The SDK provisions containers on DigitalOcean App Platform using predefined images (python/node) or custom images. You can create single cold sandboxes (~30s startup) or run a SandboxManager to maintain a hot pool of pre-warmed sandboxes (~50–500ms acquire). It exposes APIs for executing commands, streaming output, managing files, exposing ports, snapshotting (hibernate), and lifecycle cleanup.

When to use it

  • Run untrusted or third-party agent code in isolation.
  • Execute multi-step, stateful agent workflows that need persistence across steps.
  • Interactive or iterative development where agents install packages and modify state.
  • Low-latency interactive agents—use a hot pool for instant responses.
  • One-off script tests and CI jobs where per-job isolation is needed.

Best practices

  • Always call sandbox.delete() when you finish to avoid billing surprises.
  • Use SandboxManager pools for interactive workloads to eliminate cold-start delay.
  • Prefer cold sandboxes for single-run CI or short-lived tasks to reduce overhead.
  • Use sandbox.hibernate() + Sandbox.wake() to persist expensive setup and lower runtime cost.
  • Expose ports and exec_stream() only for SERVICE mode sandboxes; use exec() for short commands.

Example use cases

  • Run a code-executing AI assistant that needs to install packages and iterate on output.
  • Test an agent workflow that launches a local HTTP server and needs a stable working directory.
  • Pre-warm a pool for a user-facing interpreter feature that requires sub-second responsiveness.
  • CI job that runs tests in a fresh environment using a cold sandbox per job.
  • Snapshot a configured environment, hibernate it, and wake it later to resume long-running experiments.

FAQ

What is the difference between cold sandbox and hot pool?
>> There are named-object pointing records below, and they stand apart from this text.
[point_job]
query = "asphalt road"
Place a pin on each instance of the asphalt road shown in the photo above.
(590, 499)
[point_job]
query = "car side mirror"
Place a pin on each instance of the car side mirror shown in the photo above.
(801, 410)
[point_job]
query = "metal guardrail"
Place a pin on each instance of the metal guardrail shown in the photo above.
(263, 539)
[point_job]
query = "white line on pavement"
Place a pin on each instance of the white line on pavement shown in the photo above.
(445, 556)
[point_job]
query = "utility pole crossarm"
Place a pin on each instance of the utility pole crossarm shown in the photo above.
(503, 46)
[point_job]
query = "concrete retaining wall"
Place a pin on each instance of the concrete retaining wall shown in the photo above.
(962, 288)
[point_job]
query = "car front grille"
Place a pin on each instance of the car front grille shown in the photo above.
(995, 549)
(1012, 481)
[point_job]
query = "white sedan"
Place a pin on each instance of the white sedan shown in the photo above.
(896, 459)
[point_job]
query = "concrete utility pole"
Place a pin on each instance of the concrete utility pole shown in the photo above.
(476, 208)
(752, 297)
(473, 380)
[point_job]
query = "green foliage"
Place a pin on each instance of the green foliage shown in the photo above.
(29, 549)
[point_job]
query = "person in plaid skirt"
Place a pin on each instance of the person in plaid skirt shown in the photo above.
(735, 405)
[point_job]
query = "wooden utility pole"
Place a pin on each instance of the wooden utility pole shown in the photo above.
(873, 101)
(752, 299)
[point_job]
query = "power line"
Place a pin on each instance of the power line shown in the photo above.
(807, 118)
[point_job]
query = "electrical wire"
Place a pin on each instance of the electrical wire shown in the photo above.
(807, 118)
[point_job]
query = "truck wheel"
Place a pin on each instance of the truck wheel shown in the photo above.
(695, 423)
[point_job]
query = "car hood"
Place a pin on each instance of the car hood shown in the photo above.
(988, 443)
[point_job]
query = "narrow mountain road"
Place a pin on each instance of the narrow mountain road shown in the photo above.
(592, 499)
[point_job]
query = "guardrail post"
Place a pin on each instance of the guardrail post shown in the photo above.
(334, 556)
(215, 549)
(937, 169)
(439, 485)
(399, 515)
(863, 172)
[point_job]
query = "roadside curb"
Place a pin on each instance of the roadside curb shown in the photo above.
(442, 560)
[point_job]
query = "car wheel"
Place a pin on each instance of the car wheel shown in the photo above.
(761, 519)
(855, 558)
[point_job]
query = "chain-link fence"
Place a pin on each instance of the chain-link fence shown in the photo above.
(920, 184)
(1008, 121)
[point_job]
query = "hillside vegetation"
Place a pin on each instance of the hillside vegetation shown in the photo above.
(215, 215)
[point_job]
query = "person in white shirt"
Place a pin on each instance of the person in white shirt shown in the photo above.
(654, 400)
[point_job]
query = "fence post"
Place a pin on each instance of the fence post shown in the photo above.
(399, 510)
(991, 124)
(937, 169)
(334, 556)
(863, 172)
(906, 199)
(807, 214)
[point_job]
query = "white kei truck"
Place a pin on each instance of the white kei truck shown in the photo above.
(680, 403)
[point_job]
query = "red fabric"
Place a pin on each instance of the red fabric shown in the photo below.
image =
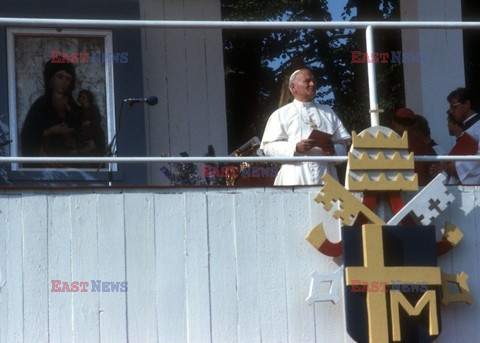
(420, 148)
(466, 145)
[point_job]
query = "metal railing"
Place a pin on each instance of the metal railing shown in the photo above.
(229, 159)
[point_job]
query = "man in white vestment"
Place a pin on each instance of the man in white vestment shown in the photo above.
(289, 127)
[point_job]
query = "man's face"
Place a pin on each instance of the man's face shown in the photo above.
(458, 110)
(61, 82)
(304, 86)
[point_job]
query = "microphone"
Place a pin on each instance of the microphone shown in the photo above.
(150, 101)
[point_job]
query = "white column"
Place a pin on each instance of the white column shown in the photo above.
(184, 69)
(428, 84)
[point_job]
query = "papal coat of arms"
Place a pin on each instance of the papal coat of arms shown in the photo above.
(393, 287)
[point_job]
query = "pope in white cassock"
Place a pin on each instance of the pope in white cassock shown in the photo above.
(289, 127)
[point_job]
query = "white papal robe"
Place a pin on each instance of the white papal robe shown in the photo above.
(294, 122)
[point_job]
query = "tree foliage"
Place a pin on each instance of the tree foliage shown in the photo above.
(257, 61)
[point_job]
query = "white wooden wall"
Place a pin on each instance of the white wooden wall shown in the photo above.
(184, 69)
(221, 265)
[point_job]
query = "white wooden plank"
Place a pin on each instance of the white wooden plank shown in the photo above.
(246, 246)
(178, 125)
(35, 275)
(84, 259)
(216, 81)
(154, 57)
(223, 277)
(111, 267)
(170, 260)
(271, 259)
(299, 265)
(196, 74)
(197, 269)
(140, 260)
(11, 291)
(59, 232)
(4, 214)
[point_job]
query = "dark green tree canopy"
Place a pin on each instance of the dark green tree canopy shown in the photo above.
(257, 61)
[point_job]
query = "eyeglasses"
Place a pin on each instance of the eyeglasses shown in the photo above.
(452, 106)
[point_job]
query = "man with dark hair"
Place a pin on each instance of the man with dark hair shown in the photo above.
(404, 120)
(462, 109)
(288, 133)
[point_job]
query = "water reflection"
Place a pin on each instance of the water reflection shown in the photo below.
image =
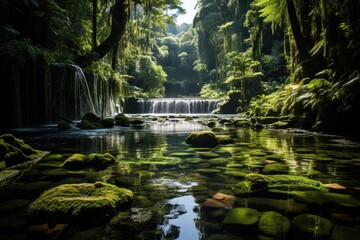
(172, 181)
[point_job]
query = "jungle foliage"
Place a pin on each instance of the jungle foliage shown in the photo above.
(283, 57)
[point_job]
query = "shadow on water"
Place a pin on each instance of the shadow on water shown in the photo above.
(176, 186)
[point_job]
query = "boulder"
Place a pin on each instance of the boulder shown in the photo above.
(84, 203)
(202, 139)
(14, 151)
(258, 182)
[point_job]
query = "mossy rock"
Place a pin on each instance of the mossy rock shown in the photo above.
(275, 168)
(342, 233)
(208, 155)
(76, 162)
(91, 117)
(258, 181)
(82, 204)
(101, 161)
(312, 226)
(274, 224)
(202, 139)
(122, 120)
(224, 139)
(14, 151)
(267, 120)
(241, 217)
(107, 122)
(287, 206)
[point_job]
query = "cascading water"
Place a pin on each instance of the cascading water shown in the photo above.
(177, 105)
(67, 92)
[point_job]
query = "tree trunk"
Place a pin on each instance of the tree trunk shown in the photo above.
(94, 24)
(115, 60)
(295, 27)
(118, 23)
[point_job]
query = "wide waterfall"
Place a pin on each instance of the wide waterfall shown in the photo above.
(68, 93)
(177, 105)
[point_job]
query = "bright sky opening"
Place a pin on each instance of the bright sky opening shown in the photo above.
(189, 6)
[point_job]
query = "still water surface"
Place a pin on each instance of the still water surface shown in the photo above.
(172, 181)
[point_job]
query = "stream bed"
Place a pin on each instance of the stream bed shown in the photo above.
(186, 193)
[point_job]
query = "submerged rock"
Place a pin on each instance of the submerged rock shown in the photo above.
(258, 182)
(14, 151)
(83, 203)
(202, 139)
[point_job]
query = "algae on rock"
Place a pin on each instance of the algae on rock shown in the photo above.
(82, 203)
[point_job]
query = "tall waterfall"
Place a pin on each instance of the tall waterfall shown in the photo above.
(68, 93)
(177, 105)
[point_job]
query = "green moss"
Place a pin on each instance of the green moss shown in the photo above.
(202, 139)
(14, 151)
(86, 202)
(275, 168)
(312, 226)
(242, 216)
(258, 181)
(273, 224)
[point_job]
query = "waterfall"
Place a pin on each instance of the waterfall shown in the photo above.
(177, 105)
(68, 93)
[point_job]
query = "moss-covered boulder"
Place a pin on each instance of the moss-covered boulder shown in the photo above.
(258, 182)
(83, 203)
(242, 217)
(274, 224)
(224, 139)
(202, 139)
(275, 168)
(312, 226)
(122, 120)
(14, 151)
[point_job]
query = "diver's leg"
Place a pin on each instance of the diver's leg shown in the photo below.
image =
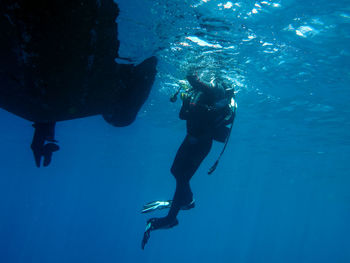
(188, 158)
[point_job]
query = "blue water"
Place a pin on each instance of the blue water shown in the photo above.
(281, 190)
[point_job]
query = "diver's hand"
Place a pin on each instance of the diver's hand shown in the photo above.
(44, 132)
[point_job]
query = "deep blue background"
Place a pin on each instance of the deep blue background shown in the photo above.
(280, 193)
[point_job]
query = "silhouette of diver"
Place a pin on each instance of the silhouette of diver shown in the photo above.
(44, 132)
(208, 110)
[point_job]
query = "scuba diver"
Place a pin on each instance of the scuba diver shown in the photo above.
(208, 108)
(44, 132)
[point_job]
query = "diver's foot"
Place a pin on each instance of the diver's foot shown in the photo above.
(159, 205)
(188, 206)
(156, 205)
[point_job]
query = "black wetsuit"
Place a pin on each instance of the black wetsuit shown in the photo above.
(207, 112)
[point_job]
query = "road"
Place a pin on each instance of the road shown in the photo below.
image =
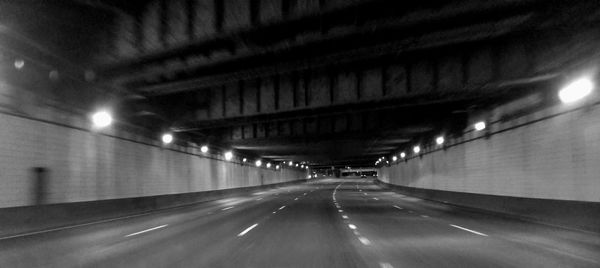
(324, 223)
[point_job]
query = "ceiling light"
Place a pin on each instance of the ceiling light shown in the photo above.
(576, 90)
(228, 155)
(101, 119)
(167, 138)
(480, 125)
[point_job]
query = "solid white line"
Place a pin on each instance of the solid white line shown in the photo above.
(364, 240)
(248, 229)
(75, 226)
(147, 230)
(385, 265)
(468, 230)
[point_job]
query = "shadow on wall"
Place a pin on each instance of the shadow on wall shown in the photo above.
(39, 192)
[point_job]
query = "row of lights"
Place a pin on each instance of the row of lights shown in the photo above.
(19, 64)
(571, 93)
(439, 140)
(103, 118)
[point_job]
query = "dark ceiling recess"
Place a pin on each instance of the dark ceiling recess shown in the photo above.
(331, 82)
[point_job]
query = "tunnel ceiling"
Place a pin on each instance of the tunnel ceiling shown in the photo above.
(329, 82)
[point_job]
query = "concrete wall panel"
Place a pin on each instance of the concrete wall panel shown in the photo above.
(267, 95)
(232, 99)
(286, 93)
(250, 99)
(176, 22)
(237, 15)
(150, 27)
(345, 88)
(204, 18)
(216, 102)
(319, 90)
(371, 86)
(270, 11)
(395, 84)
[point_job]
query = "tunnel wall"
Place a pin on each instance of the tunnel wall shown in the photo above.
(81, 165)
(541, 166)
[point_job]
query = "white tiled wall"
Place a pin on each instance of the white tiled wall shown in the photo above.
(556, 158)
(86, 166)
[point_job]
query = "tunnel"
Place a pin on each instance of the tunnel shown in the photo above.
(299, 133)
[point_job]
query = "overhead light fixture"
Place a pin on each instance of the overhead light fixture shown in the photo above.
(480, 126)
(439, 140)
(167, 138)
(101, 119)
(576, 90)
(19, 64)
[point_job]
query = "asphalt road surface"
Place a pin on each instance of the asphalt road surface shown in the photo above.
(325, 223)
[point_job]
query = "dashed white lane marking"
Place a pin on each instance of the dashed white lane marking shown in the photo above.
(468, 230)
(247, 230)
(385, 265)
(147, 230)
(364, 240)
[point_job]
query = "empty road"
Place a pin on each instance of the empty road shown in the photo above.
(325, 223)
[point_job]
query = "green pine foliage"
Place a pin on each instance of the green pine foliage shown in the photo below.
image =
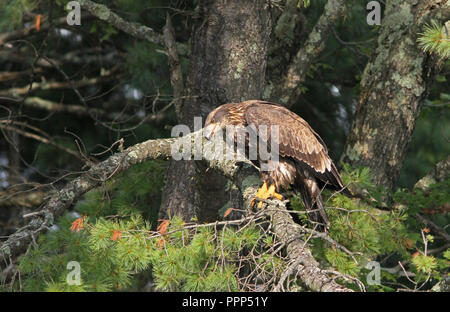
(12, 13)
(436, 38)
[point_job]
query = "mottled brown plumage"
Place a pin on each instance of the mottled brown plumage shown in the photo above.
(303, 161)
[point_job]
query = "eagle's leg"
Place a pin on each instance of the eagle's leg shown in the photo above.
(265, 192)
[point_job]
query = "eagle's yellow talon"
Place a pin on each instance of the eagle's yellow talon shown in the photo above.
(265, 193)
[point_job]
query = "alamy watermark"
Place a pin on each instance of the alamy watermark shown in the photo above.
(374, 276)
(74, 15)
(374, 15)
(74, 276)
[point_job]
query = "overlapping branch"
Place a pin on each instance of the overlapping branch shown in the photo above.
(243, 174)
(289, 88)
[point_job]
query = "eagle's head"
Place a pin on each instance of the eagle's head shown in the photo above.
(219, 118)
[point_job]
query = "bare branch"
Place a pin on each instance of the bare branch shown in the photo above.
(243, 174)
(289, 89)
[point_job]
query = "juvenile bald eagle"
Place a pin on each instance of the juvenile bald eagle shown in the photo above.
(303, 161)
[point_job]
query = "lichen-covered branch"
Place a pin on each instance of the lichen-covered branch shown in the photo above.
(289, 88)
(242, 172)
(394, 86)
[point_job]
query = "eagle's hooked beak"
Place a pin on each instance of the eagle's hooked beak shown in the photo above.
(208, 132)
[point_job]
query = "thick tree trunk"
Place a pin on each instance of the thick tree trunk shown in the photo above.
(394, 85)
(228, 62)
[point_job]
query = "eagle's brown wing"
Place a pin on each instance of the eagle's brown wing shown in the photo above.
(296, 140)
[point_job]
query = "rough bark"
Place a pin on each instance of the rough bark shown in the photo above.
(394, 85)
(244, 175)
(228, 61)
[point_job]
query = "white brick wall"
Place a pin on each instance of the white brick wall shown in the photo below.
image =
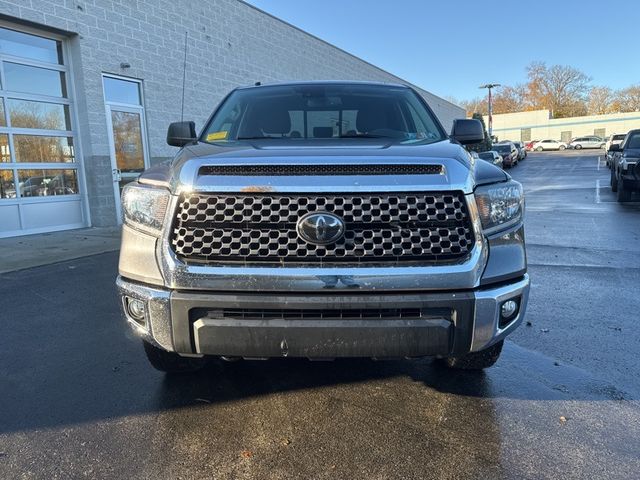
(230, 44)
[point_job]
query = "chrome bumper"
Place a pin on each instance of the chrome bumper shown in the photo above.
(474, 322)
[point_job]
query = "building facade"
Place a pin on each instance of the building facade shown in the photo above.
(88, 88)
(538, 125)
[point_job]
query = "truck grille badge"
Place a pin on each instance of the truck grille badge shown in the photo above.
(320, 228)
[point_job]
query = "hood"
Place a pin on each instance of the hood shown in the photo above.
(193, 169)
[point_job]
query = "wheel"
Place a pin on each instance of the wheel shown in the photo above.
(171, 362)
(624, 195)
(475, 360)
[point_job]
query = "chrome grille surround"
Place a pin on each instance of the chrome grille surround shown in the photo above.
(381, 229)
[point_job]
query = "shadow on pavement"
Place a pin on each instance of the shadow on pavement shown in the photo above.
(65, 359)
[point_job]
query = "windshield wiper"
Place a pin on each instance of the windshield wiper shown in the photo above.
(256, 138)
(363, 135)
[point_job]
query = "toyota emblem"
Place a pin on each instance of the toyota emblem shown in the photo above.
(320, 228)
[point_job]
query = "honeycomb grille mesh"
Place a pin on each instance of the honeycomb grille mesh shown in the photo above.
(380, 228)
(393, 169)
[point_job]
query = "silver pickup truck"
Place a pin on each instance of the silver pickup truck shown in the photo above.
(323, 220)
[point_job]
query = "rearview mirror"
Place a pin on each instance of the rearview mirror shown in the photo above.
(467, 131)
(180, 134)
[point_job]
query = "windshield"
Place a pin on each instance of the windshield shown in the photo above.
(294, 113)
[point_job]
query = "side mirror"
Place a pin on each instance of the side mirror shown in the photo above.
(180, 134)
(467, 131)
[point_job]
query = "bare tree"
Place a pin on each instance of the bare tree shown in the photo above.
(600, 100)
(510, 99)
(628, 99)
(559, 88)
(475, 105)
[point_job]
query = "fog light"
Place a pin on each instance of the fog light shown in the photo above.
(509, 309)
(136, 309)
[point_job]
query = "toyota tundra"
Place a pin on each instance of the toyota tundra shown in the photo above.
(323, 220)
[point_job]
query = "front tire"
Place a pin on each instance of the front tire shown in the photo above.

Cold sandboxes are created on demand (~30s startup) and suit one-off runs. Hot pools keep pre-warmed containers ready for near-instant acquisition but incur continuous cost while running.

How do I avoid leaking resources?

Treat acquired sandboxes as owned resources. Always call sandbox.delete() when done. shutdown() only cleans pool members, not sandboxes you acquired.